The rules are simple:

  • Each Tuesday, Jana assigns a new topic. Create your own Top Ten list that fits that topic – putting your unique spin on it if you want.
  • Everyone is welcome to join but please link back to That Artsy Reader Girl in your own Top Ten Tuesday post.
  • Add your name to the Linky widget on that day’s post so that everyone can check out other bloggers’ lists.
  • Or if you don’t have a blog, just post your answers as a comment.

This week’s topic is Top Ten Bookstores/Libraries I’ve Always Wanted to Visit.  I’m going to put my own spin on this week’s topic to mark the fact that I’m enjoying an Autumn break in Cornwall (in Falmouth, to be precise) and that to recognize this my blog has a Cornish theme all week.

Since I’m writing this blog post in advance of my trip, the first two items on my list are bookshops in Falmouth I’m planning to visit while I’m there.  The remaining eight items are books that feature bookshops or libraries as part of the story and which are just the kind of book that might catch my eye while browsing in a bookshop, or which already have done.


Falmouth Bookshops

Falmouth BooksellerFalmouth Bookseller, 21 Church Street, Falmouth

From their website: ‘Falmouth Bookseller is one of the leading independent bookshops in the UK.  Located in the heart of the busy working port of Falmouth in Cornwall.  We are staffed by knowledgeable booksellers who enjoy nothing more than recommending great reads. We aim to cater for everyone, stocking a wide range of fiction, children’s and local interest titles.  We host many vibrant and diverse book events throughout the year.’  (Photo credit: Falmouth Bookseller website)

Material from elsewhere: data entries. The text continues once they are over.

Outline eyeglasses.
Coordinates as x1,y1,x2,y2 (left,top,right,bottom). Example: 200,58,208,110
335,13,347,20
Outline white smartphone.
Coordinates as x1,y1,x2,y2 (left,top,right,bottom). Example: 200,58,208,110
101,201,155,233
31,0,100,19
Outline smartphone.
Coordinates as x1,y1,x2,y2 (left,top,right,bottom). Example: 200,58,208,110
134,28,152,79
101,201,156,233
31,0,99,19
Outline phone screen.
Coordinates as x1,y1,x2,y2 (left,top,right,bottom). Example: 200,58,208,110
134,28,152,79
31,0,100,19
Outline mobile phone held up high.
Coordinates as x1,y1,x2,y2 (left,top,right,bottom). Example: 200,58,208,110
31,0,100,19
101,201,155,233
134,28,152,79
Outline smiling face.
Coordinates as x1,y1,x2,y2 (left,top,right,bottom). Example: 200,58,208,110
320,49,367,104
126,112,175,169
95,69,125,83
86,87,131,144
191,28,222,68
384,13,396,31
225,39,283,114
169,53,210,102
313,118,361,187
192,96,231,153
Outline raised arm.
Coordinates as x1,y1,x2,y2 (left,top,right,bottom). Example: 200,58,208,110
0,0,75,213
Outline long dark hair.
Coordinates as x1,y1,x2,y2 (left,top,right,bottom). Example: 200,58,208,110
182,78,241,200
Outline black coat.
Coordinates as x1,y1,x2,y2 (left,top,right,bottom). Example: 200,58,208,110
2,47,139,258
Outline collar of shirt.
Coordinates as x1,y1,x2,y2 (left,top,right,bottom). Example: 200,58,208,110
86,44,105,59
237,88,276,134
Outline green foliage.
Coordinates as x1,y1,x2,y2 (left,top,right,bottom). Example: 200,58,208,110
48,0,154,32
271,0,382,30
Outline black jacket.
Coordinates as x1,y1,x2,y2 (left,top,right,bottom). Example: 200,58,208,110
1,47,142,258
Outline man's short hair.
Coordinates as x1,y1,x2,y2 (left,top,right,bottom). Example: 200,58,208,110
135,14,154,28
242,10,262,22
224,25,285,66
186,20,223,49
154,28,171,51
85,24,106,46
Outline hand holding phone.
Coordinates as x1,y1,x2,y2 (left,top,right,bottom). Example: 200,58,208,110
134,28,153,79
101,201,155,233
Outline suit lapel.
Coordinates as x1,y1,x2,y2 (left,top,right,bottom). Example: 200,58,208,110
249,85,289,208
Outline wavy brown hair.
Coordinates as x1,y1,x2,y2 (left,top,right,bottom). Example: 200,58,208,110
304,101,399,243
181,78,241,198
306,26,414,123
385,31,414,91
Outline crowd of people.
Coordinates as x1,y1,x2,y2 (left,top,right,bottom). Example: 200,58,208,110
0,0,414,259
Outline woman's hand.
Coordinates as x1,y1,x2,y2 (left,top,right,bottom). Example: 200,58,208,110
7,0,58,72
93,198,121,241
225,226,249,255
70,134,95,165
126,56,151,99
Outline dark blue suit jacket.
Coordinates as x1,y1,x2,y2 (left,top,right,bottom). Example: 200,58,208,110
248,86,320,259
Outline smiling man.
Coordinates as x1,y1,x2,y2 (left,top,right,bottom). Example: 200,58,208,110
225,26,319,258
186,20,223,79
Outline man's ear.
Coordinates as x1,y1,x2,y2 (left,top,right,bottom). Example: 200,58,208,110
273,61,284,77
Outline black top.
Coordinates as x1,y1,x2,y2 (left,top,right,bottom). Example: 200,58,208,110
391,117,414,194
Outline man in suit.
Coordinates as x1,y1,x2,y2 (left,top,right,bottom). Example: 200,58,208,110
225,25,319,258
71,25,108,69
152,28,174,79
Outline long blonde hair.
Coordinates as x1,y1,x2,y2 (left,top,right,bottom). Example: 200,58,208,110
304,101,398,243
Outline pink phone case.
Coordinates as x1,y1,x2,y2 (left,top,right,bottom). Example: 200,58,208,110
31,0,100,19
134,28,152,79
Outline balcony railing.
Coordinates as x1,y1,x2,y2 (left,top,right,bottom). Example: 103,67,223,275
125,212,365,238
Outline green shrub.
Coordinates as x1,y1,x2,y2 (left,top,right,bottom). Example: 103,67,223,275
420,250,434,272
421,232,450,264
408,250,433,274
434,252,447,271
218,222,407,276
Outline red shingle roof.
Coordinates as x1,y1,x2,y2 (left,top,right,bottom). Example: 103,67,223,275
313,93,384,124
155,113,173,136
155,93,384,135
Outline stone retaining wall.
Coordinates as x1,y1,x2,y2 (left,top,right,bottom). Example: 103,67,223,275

Beerwolf Books, 3 Bells Court, Falmouth

Books and beer (freehouse to boot) – need I say more!  (Photo credits: Beerwolf Books website)

Books set in Bookshops or Libraries

Mr. Penumbra’s 24-Hour Bookstore by Robin Sloan

Employee Clay discovers the bookshop is more curious than either its name or its gnomic owner might suggest. The customers are few, and they never seem to buy anything; instead, they “check out” large, obscure volumes from strange corners of the store.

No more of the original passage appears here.